そんな臨也の仕草を哀しそうに見つめる帝人は、それでもゆっくりと臨也に近づくのをやめない。一歩、一歩、着実に間を縮める。
「やっぱり、逃げるんですね」
ひたひた、と。まき散らされた羽根が舞い、帝人のために道を開ける。臨也はシーツを握って、帝人の瞳を見た。息を飲む。
愛情も慕情も恋情も温情も交情も厚情も、悲しみも怒りも優しさも、およそ感情の一切を失った黒い暗闇がそこにはあった。
「臨也さん」
ベッドに乗り上げた帝人は臨也の首にナイフをあてがい、鎖を引き上げて顔を上げさせる。にい、と形だけ笑みをつくった表情は、これまでの帝人の温厚な人柄など欠片も思い起こさせないほどの豹変を来していた。今はナイフの背が当てられているからいいものの、これが引っ繰り返れば終わりだと臨也は思う。
「み、帝人くん…」
「なんですか?」
引きつった笑みを浮かべる臨也に、声色だけは穏やかに返答する帝人だったが、
「…ッ!」
再び臨也が口を開く前にナイフが走り、細い喉元に薄く傷をつけた。血が首を流れていくのを感じ、臨也は身震いしそうになるのを必死で押し留める。
「臨也さんの瞳と、同じ色ですよね」
首に伝う血をその小さな舌で舐めて嬉しそうに言う帝人が信じられずに、臨也は目を見開いた。
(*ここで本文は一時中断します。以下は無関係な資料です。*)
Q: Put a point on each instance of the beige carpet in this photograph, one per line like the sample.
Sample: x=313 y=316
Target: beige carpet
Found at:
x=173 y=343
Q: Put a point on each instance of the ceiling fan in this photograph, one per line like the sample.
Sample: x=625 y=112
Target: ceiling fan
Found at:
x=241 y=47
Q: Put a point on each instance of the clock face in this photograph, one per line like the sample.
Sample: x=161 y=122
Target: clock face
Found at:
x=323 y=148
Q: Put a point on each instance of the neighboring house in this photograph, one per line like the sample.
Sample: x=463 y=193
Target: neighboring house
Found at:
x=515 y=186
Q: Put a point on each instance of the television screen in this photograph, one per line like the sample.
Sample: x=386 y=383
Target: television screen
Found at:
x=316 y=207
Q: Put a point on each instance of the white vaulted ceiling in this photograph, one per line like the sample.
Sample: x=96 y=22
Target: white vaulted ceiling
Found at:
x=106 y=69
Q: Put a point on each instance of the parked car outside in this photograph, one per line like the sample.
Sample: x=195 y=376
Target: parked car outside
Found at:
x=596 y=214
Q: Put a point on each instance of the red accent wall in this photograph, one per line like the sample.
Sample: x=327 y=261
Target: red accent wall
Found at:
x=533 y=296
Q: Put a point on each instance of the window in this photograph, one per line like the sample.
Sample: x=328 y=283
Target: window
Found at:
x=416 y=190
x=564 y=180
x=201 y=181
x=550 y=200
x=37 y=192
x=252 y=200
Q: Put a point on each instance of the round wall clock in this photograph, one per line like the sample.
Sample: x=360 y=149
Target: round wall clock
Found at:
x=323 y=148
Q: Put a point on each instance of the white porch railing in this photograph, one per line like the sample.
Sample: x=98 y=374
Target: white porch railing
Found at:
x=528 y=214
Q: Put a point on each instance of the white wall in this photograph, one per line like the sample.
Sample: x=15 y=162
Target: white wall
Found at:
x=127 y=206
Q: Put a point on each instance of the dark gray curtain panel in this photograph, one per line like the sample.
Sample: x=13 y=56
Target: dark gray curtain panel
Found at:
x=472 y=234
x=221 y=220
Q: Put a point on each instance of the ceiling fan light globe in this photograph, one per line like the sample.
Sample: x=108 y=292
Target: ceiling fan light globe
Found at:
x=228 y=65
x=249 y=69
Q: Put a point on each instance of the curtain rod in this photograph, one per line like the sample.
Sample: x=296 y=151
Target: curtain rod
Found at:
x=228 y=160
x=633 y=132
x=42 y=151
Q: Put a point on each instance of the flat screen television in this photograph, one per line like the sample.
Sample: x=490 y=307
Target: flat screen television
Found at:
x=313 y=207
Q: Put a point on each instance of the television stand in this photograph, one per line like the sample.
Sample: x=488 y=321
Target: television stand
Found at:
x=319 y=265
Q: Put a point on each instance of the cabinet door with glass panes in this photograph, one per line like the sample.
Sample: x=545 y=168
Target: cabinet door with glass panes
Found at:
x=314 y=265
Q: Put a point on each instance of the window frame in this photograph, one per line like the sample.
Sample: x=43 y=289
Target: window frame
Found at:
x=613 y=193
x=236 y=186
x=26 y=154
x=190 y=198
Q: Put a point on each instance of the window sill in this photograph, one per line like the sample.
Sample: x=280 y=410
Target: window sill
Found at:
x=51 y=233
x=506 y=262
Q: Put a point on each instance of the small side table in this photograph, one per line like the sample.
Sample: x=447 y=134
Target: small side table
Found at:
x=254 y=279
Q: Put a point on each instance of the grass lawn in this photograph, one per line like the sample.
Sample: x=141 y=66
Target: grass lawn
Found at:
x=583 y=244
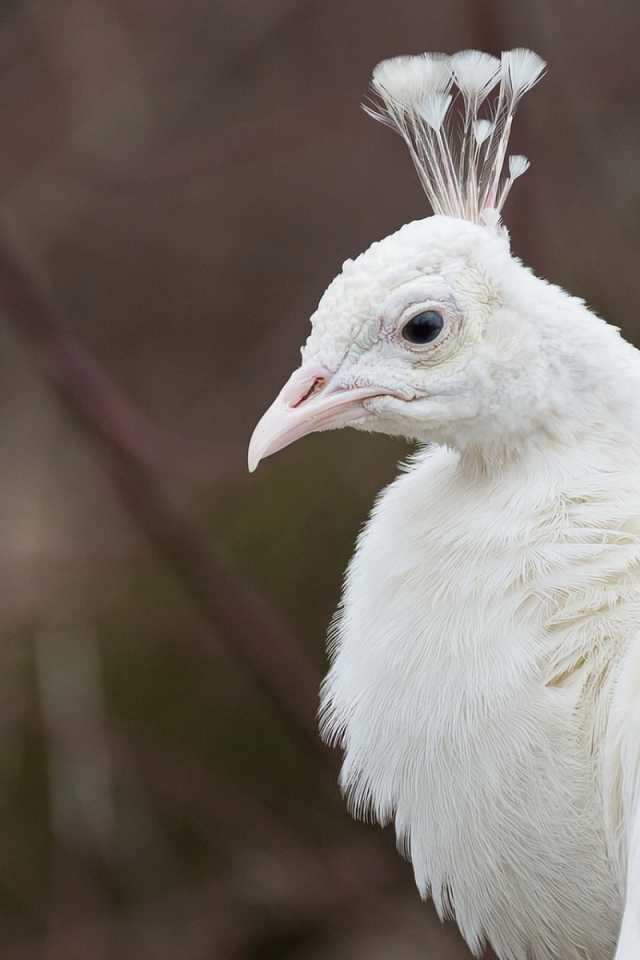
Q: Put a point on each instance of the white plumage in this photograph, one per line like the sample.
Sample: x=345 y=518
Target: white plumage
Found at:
x=485 y=677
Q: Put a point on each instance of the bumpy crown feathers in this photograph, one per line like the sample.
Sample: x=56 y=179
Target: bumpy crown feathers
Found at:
x=456 y=131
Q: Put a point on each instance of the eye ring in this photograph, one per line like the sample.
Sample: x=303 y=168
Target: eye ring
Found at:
x=423 y=328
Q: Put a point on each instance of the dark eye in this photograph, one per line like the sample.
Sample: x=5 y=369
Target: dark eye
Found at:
x=424 y=327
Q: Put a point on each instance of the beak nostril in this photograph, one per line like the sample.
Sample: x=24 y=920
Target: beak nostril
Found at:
x=308 y=380
x=318 y=384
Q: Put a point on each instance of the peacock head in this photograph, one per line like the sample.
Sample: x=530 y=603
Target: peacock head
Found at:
x=433 y=332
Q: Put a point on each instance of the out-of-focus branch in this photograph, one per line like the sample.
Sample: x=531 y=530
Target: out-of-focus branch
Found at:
x=229 y=604
x=277 y=133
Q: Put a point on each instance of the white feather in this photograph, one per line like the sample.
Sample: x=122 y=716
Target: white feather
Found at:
x=476 y=74
x=433 y=109
x=460 y=165
x=521 y=70
x=517 y=165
くすくすと少しも可笑しそうでなく笑う帝人は、臨也を見上げて首を傾げる。
「それで、なんですか?」
きょとんとした顔で話の続きを促す帝人に、臨也は錯覚してしまいそうになる。
自分が今置かれている状況も忘れて。
「……」
見つめてくる瞳の圧力に、臨也は何度が口を開閉させたがどう切り出せばいいのか分からず結局無言になるしかなかった。帝人は顔をしかめて目をそらす臨也をそれでも暫く観察していたが、目を眇めて臨也の頬に手をかける。びくり、と今度こそ臨也の身体は震えた。満足したような吐息を漏らしてから、帝人は臨也の反応を試すように片手で様々なところに触れた。
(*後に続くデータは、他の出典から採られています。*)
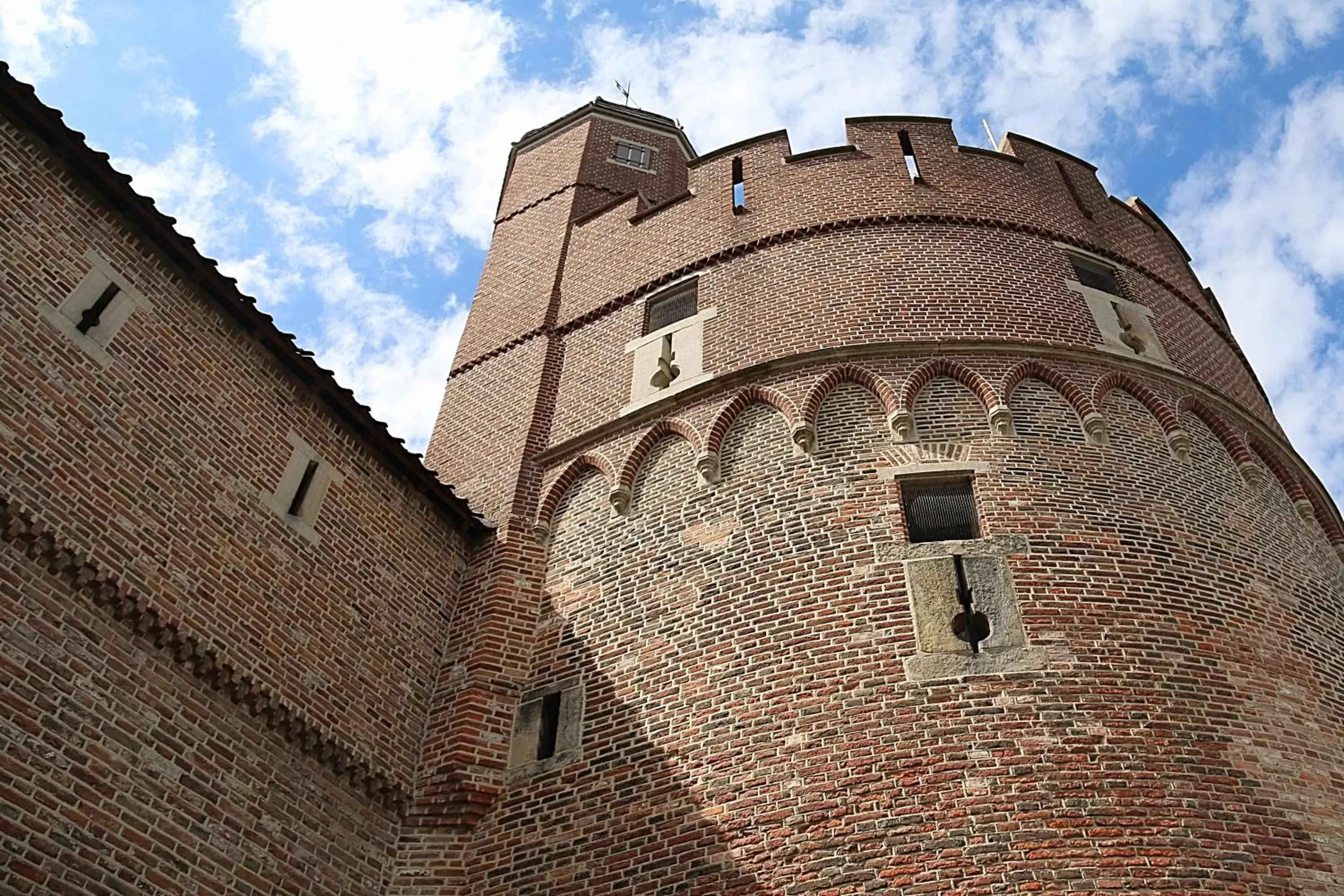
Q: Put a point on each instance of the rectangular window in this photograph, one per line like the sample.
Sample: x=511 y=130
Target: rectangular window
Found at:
x=940 y=509
x=672 y=308
x=908 y=151
x=549 y=727
x=633 y=155
x=296 y=504
x=1096 y=275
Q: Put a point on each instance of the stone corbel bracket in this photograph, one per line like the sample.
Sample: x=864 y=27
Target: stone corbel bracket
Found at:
x=1094 y=426
x=1179 y=444
x=707 y=465
x=806 y=437
x=904 y=426
x=1000 y=421
x=85 y=578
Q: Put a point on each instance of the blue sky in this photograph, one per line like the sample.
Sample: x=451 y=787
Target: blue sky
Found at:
x=343 y=158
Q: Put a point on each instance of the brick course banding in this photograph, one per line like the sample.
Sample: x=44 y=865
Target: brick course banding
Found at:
x=726 y=569
x=754 y=672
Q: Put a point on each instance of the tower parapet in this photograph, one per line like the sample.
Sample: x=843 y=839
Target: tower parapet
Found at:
x=893 y=487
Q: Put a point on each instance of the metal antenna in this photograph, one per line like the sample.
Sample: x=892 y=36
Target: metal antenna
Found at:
x=994 y=144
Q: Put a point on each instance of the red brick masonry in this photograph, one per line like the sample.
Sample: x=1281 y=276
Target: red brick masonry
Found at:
x=198 y=695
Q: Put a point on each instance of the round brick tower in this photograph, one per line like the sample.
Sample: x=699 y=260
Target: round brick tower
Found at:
x=900 y=516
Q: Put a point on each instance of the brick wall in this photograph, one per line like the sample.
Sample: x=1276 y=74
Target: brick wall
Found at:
x=125 y=774
x=750 y=727
x=750 y=724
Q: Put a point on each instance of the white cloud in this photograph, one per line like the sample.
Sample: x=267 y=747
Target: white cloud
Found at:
x=1077 y=73
x=30 y=31
x=405 y=107
x=1266 y=233
x=1279 y=23
x=746 y=10
x=193 y=186
x=409 y=108
x=392 y=357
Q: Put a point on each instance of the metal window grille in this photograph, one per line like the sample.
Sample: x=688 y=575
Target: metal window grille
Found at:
x=1096 y=276
x=672 y=308
x=940 y=509
x=632 y=155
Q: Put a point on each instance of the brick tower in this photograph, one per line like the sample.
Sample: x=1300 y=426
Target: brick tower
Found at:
x=890 y=517
x=897 y=516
どのような意図を持っているのか解らず、けれど敏感なところを触られる度に小さく反応してしまう自分を臨也は叱咤する。首、肩、腹、腰を辿り、尻尾をつう、と緩く掴まれながら擦られた時には危うく声をあげそうになった。
最後にまた首に持ってこられた指先は、血が止まりかけた傷をぐり、と爪で抉る。ぐ、と喉を詰まらせた臨也の首筋を優しく撫でて、帝人は肩口に頭を乗せた。
「貴方のこれからを、全部僕にください」
これが夢であればいいのにと強く願って、けれど抗えない現実に引き戻される。肩の重みに。密着された身体の温もりに。突き付けられた銀色に。
「愛しています」
もういなくならないでください、と震えた声が部屋に落ちた。
一瞬躊躇した臨也は、こくりと頷いて帝人の頭を撫でる。
「俺も、だよ」
ごめんね、と、聞こえない声で呟いて。